Андрей Ерпылев - Имперский рубеж
– Мне сказали, что у вас сотрясение мозга.
– Они скажут… Слушай! – оживился принц. – А у тебя нет… ну, это… – Он выразительно шевельнул пальцами левой руки – правая, вместе с частью груди была закована в гипс. – У Еланцева всегда было…
– Нет, – отрицательно покачал головой Бежецкий. – Да и нельзя вам, ваше королевское высочество. Врачи запрещают.
– Знаю… Из твоих рук и яд бы выпил… Да, думаю, – больной саркастически улыбнулся одним углом рта, – мне и нальют скоро… Было бы дело лет пятьдесят назад… давно бы налили… Кому нужен претендент на престол?
– Не говорите так.
– Что «не говорите»… Я-то знаю… У Махмуда, говорят, от сучки его парижской… ублюдок есть… Притащит сюда, сделает принцем, а меня… Дурак я был: надо было слушать дядюшку… Женился бы, родил ему внука… Куда бы он делся? И был бы я на коне, а не Махмуд. А теперь… Слушай! Может, мне… в Россию? Как думаешь: признает меня ваш царь? Говорят, таких, как я, признают, князьями делают… Все не как здесь – отравы ждать… Поговори там со своими…

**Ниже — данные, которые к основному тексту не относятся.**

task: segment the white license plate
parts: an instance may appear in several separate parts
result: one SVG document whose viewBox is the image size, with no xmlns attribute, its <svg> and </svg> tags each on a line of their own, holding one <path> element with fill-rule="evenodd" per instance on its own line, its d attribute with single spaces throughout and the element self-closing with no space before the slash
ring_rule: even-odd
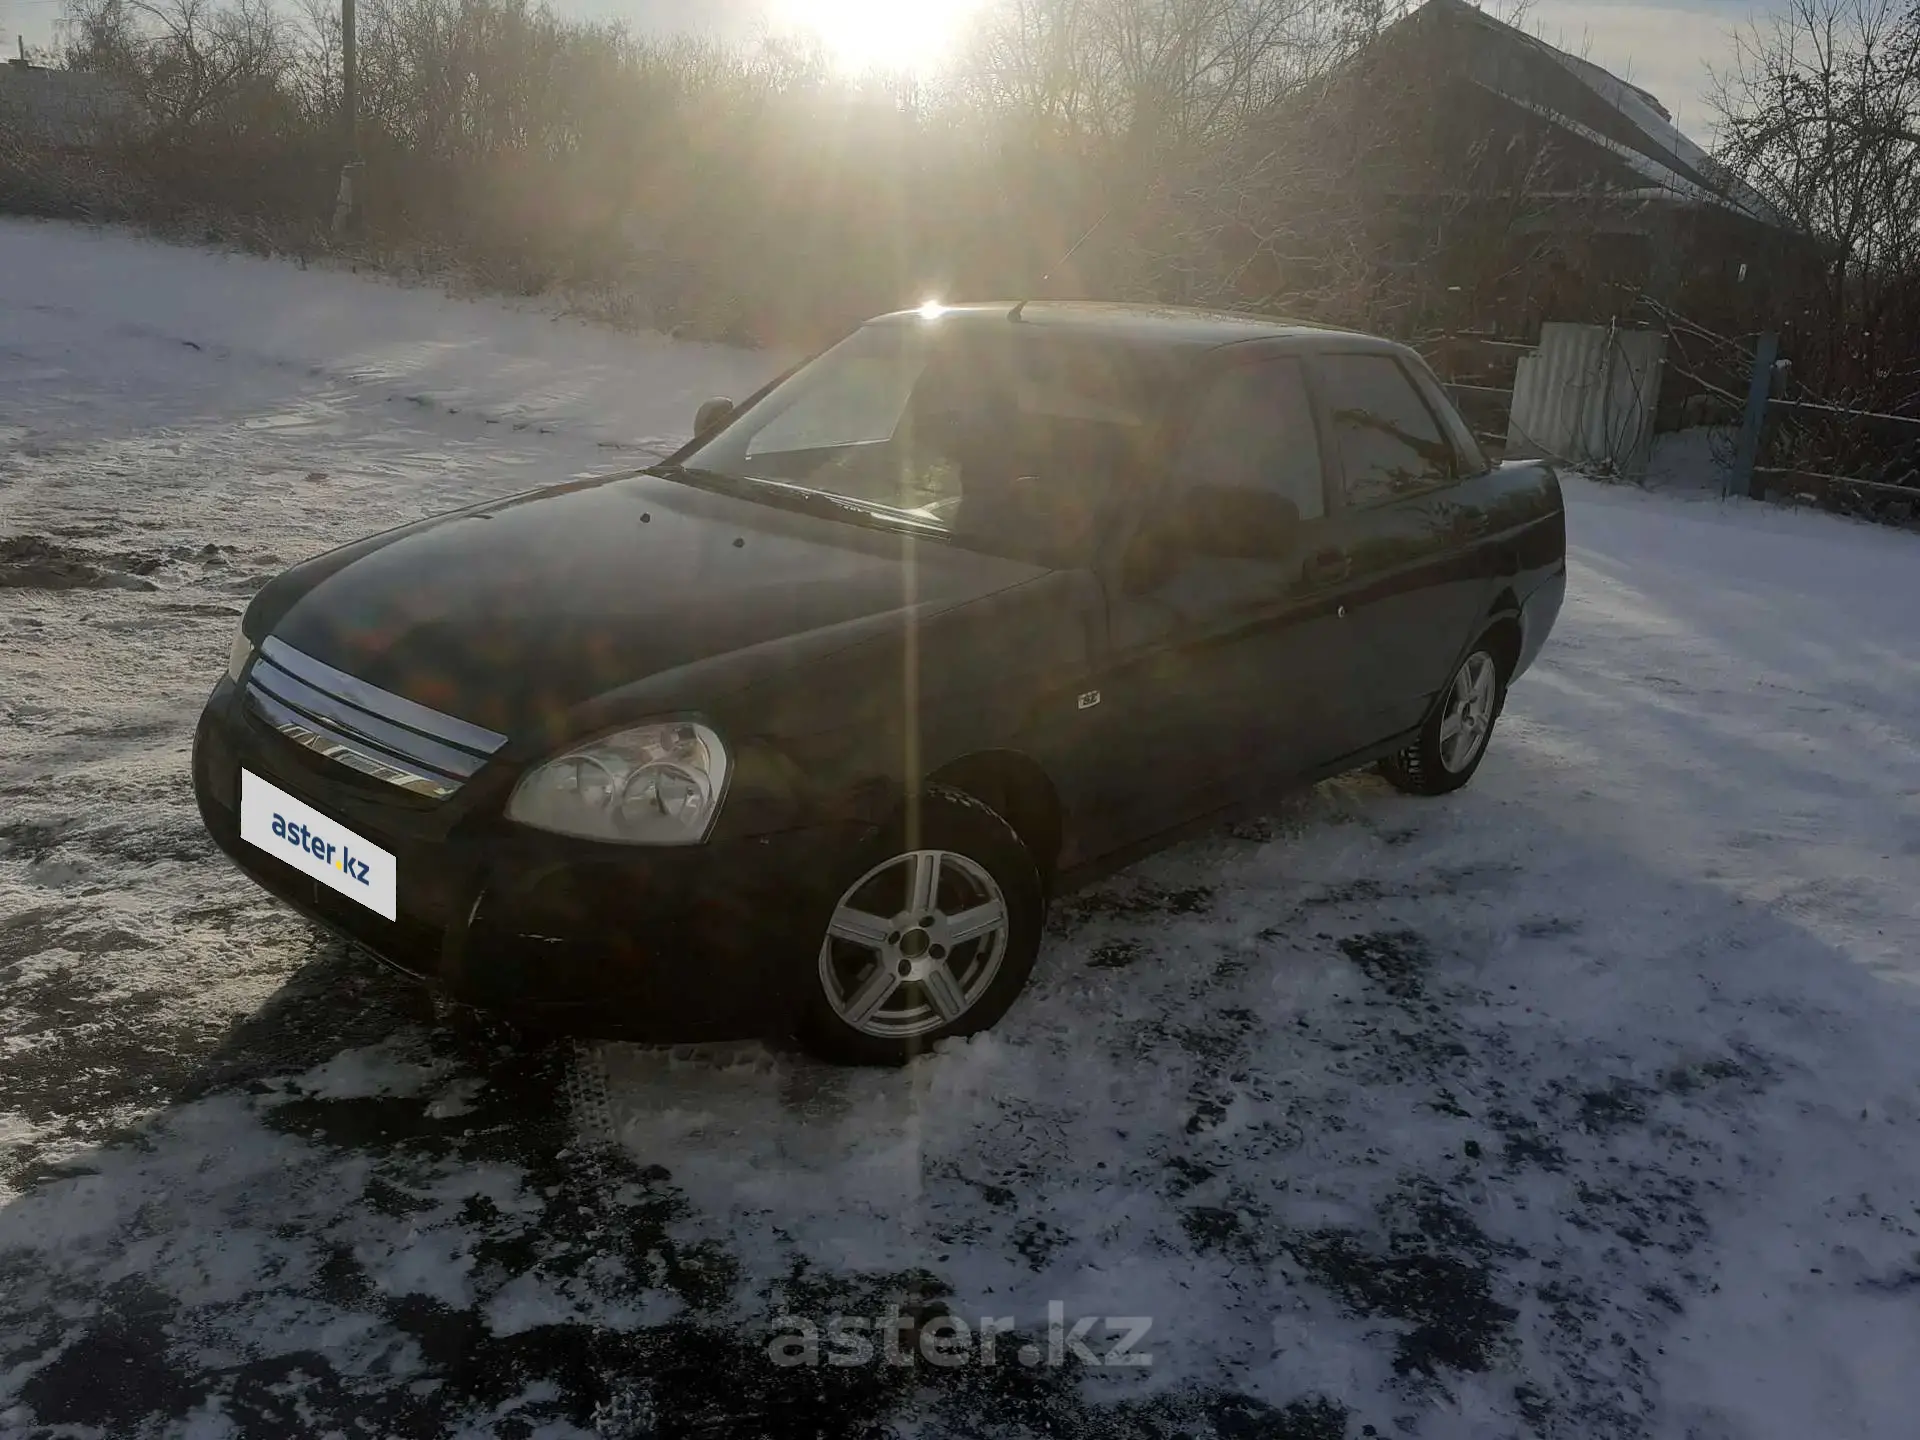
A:
<svg viewBox="0 0 1920 1440">
<path fill-rule="evenodd" d="M 369 910 L 394 918 L 400 867 L 393 856 L 251 770 L 240 772 L 240 838 Z"/>
</svg>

– Вряд ли смогу, – честно признался Саша. – Кто я такой? Такие дела без меня решаются.
– Ты честный… прямой… – прикрыл глаза темными набрякшими веками Ибрагим-Хан: лоб его покрылся испариной, на запавшем виске отчаянно пульсировала жилка. – Жаль, я тебя… не уговорил… Даже орден не дал, думал, успею…

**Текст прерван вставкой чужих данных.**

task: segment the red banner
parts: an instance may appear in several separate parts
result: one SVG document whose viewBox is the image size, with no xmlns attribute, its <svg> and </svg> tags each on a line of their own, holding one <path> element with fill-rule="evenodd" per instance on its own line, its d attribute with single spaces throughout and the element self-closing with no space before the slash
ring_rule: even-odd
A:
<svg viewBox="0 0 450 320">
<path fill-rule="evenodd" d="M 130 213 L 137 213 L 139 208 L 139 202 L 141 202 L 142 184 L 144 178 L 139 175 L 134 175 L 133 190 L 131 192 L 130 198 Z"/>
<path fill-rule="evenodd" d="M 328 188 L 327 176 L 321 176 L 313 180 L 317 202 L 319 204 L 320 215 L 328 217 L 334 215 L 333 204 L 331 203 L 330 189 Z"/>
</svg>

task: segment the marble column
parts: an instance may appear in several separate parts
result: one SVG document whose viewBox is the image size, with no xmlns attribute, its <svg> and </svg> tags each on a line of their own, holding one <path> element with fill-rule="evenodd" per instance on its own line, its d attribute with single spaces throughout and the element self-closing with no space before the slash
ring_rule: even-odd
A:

– Да не надо мне никакого ордена!
– Надо… ты мне жизнь спас… А я…
– Да прекратите вы! – рассердился молодой человек. – Неужели я это ради выгоды делал?
– Принести орден… – не слушал его принц, горячечно бормоча себе под нос. – Саблю с бриллиантами… земли… титул…
– Принц! – позвал его Александр и понял, что тот бредит. – Я сейчас врача позову.
– Жену из знатной семьи… и саблю с бриллиантами… орден… – продолжал бормотать Ибрагим-Хан.
Саша укрыл его до горла одеялом, поднялся и, стараясь не греметь подошвами, вышел.
– Ну, что там? – накинулся на него коршуном придворный. – Что он говорил?
– Он бредит, – пожал плечами поручик. – Позовите врача. И покажите, как выйти отсюда…
9
Во дворец Ибрагим-Хана Сашу привезли на сверкающем авто принца, а уходил он пешком. Никто не предложил подвезти до дома приятеля опального властелина, а напомнить самому не позволяла гордость.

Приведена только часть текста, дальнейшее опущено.